Since its creation as a specialized agency of the UN (1948), the WHO faced a number of geopolitical challenges associated with the Cold War. Between 1949 and 1957, the USSR and its allies withdrew from the WHO, citing ideological differences with the US, as the latter did not recognize the indivisibility between health and social and economic problems. On the contrary, the US argued that poverty was the breeding ground of communism, and since disease led to poverty, eradicating disease would prevent the spread of communism to newly independent countries. The WHO became captive to US national interests during the 1950s and embarked on a narrow program of disease eradication and regionalization.

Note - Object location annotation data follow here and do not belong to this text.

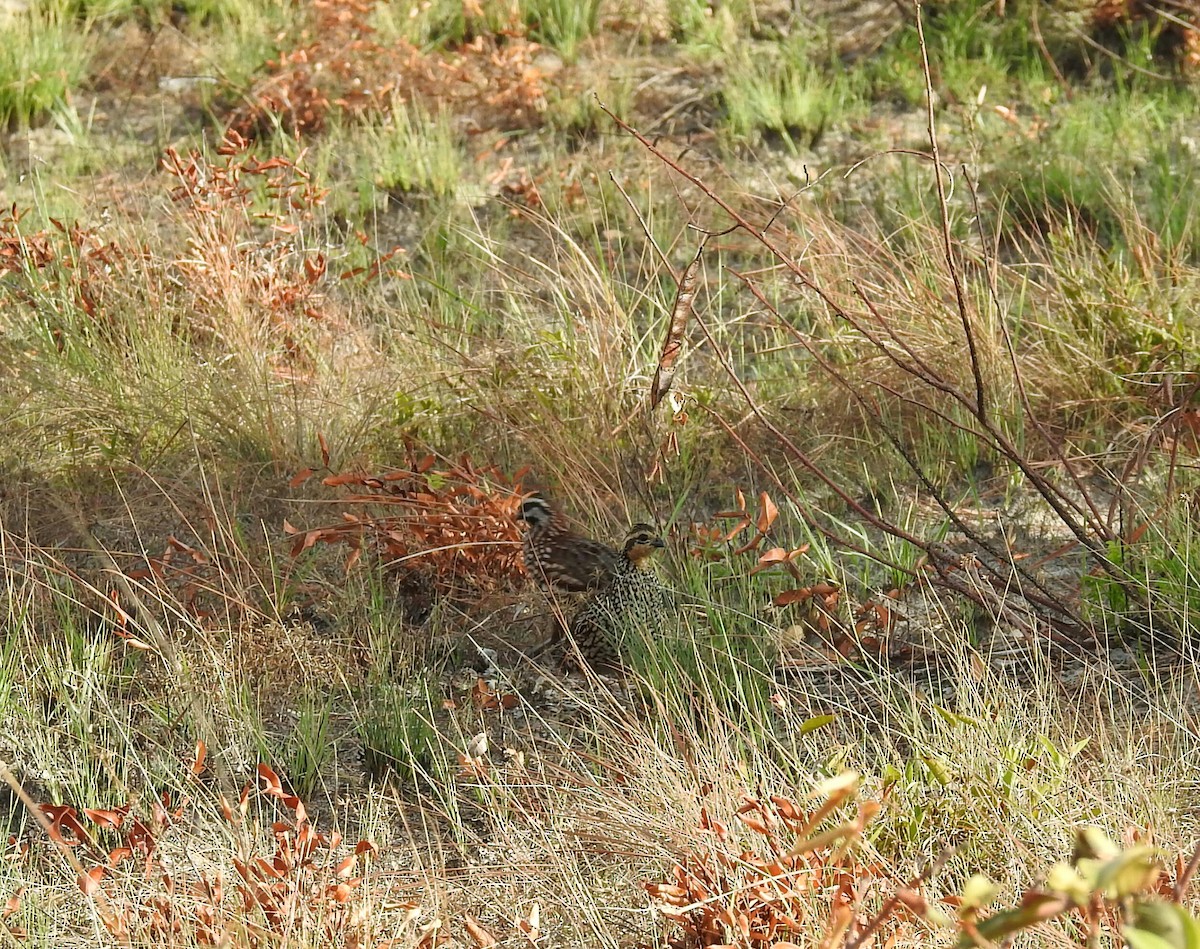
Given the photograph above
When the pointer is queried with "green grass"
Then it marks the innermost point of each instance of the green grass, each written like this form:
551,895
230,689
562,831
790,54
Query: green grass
481,287
785,90
42,60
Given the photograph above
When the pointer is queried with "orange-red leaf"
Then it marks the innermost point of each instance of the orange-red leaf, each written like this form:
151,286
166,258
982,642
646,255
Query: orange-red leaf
483,938
90,881
793,596
202,751
767,512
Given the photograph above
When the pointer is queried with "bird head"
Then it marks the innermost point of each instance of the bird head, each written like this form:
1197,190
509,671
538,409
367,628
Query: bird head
535,512
641,541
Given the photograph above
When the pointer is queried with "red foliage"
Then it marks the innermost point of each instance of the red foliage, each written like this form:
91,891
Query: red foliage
455,526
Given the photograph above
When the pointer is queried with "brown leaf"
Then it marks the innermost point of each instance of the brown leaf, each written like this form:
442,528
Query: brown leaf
793,596
105,818
484,940
685,296
90,881
767,512
274,785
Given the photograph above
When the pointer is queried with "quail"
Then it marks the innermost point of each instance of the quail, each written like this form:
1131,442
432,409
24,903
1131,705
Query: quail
557,557
634,598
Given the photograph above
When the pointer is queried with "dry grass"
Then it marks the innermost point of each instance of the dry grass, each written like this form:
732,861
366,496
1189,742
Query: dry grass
270,408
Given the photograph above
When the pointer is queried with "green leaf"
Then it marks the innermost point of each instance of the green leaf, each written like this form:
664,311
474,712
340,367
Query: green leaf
1129,872
977,893
816,721
1162,925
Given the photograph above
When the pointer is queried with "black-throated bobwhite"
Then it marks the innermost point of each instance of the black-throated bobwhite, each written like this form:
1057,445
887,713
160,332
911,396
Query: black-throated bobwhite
557,557
633,599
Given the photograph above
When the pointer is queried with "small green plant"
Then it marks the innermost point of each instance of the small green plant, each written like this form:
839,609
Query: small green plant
784,90
409,151
310,750
42,58
562,24
399,736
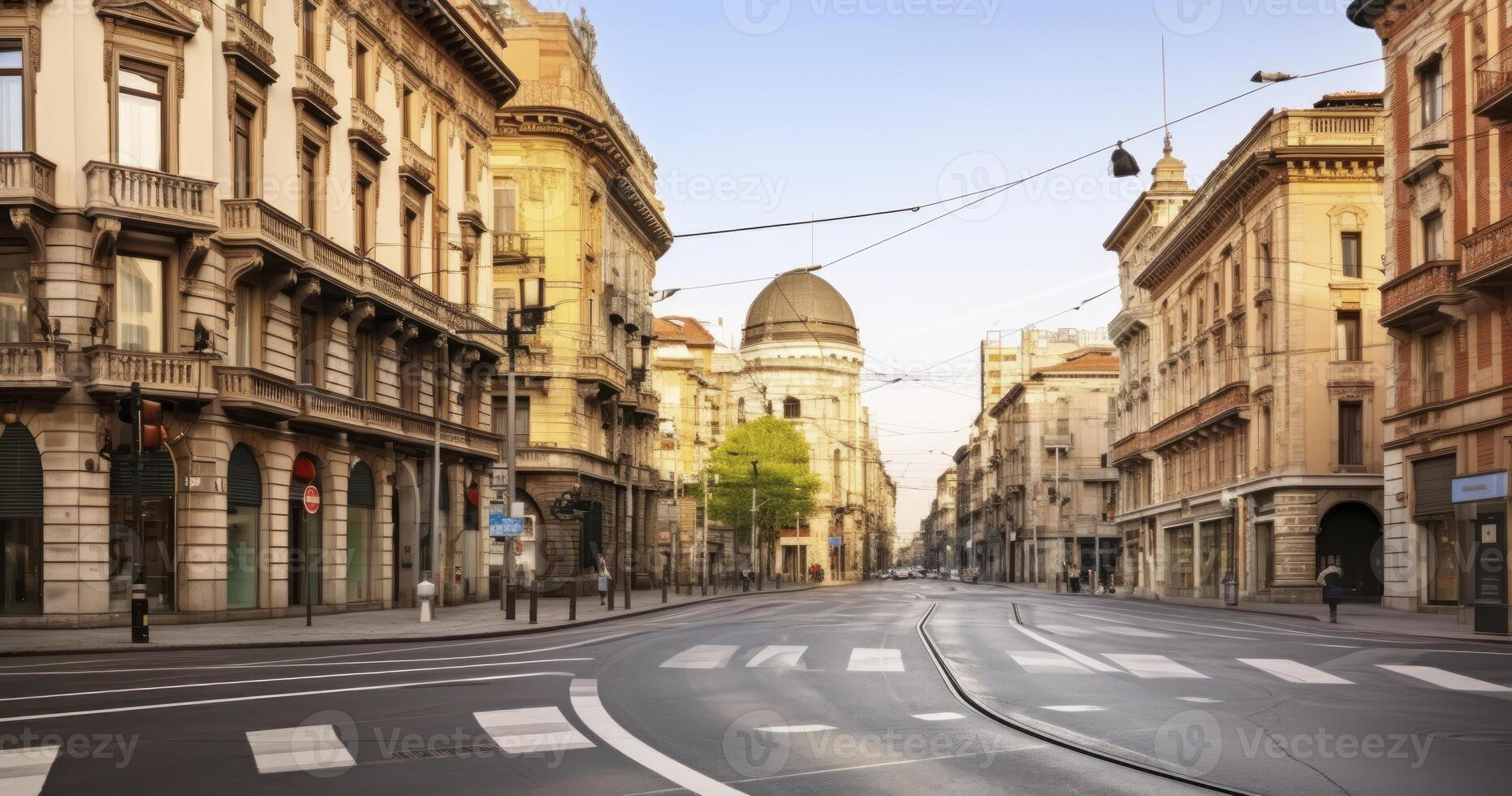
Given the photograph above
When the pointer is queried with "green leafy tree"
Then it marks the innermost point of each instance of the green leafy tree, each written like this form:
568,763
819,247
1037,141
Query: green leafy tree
785,489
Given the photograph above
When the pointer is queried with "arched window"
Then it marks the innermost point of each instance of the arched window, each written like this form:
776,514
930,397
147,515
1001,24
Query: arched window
244,508
20,521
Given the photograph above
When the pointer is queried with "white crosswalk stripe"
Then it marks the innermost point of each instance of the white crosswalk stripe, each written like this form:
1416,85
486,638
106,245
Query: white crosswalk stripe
876,660
702,657
531,729
298,750
1294,673
1154,666
1038,662
1446,680
24,771
777,657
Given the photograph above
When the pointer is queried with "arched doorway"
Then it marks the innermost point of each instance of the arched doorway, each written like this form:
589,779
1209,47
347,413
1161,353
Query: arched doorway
20,521
244,508
1349,538
154,547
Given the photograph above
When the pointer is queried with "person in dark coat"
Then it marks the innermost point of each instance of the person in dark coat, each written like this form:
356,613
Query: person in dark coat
1333,582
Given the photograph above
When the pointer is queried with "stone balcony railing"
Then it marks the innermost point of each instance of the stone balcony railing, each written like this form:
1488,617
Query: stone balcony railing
150,197
1411,300
1487,254
31,370
417,166
26,179
315,89
184,377
256,223
257,394
366,129
250,44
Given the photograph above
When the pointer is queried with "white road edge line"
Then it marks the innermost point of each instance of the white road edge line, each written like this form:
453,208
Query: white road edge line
590,710
257,698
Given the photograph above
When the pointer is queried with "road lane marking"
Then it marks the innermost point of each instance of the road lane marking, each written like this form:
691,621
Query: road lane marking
24,771
702,657
777,657
1446,680
1086,660
875,660
284,678
1294,673
307,748
262,696
1154,666
1039,662
524,731
587,706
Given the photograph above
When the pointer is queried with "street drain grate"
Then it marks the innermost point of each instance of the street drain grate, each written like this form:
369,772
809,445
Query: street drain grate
447,751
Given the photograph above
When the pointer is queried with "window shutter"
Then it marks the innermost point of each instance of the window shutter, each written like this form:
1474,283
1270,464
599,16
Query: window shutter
21,474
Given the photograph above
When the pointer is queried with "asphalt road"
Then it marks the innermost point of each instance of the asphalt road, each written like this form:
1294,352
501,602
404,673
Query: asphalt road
832,690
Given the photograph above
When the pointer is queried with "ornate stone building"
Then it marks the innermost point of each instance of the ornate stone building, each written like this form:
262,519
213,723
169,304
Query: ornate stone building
1447,406
1252,364
578,227
268,215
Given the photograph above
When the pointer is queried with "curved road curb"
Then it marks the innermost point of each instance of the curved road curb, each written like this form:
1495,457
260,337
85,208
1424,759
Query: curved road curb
942,663
387,639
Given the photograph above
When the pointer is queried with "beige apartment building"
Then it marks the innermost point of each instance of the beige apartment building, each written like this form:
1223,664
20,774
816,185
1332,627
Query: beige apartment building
270,217
1252,364
1054,491
1447,404
578,227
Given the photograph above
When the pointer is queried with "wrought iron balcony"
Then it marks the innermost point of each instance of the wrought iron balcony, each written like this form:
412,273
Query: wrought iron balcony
182,377
1414,298
26,179
33,370
150,199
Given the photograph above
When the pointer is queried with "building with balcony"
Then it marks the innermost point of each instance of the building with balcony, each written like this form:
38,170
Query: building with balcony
1447,401
1252,364
222,215
577,227
1052,485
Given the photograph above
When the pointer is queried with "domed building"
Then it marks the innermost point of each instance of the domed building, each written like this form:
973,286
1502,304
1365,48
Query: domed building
801,359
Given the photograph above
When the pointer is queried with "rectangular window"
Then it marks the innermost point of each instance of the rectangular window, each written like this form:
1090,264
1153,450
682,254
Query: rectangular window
1346,336
310,185
12,97
1432,373
1350,433
15,277
1434,236
140,303
242,150
1431,89
140,115
1349,253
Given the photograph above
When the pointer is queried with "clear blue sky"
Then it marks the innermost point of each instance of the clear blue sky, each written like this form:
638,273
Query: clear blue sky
766,110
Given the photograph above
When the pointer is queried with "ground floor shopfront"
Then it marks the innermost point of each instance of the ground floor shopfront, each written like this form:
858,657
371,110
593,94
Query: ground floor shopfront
1271,538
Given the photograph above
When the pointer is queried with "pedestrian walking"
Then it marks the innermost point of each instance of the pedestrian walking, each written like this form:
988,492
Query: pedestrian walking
1331,580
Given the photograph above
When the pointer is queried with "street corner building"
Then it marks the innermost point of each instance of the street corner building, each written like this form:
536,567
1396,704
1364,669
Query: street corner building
577,235
1447,400
270,217
1254,365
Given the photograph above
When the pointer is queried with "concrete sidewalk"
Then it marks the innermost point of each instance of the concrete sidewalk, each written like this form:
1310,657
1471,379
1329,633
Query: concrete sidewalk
1350,615
472,621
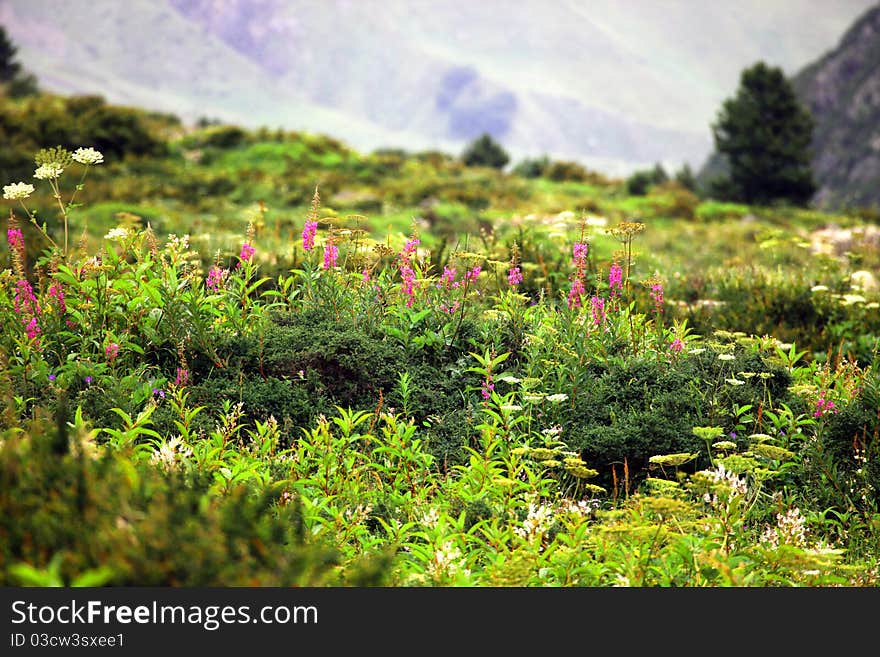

The first WHO Director General Brock Chisholm (1948–53) advocated decentralization as a pragmatic step to meet diverse health needs in different parts of the world. The WHO headquarters characterized the central and south-eastern parts of Asia, including the Indonesian archipelago—“the Monsoon Asia of Geographers”—as a single epidemiological area. The SEARO—the WHO's first regional office established in 1948 in New Delhi—during its first decade, launched mass campaigns against endemic diseases. This chapter argues that between 1948 and 1960, the SEARO had to balance between ensuring compliance of member states with prescriptions of international aid agencies and liaising with the WHO headquarters for increased budgetary allocations for Southeast Asia.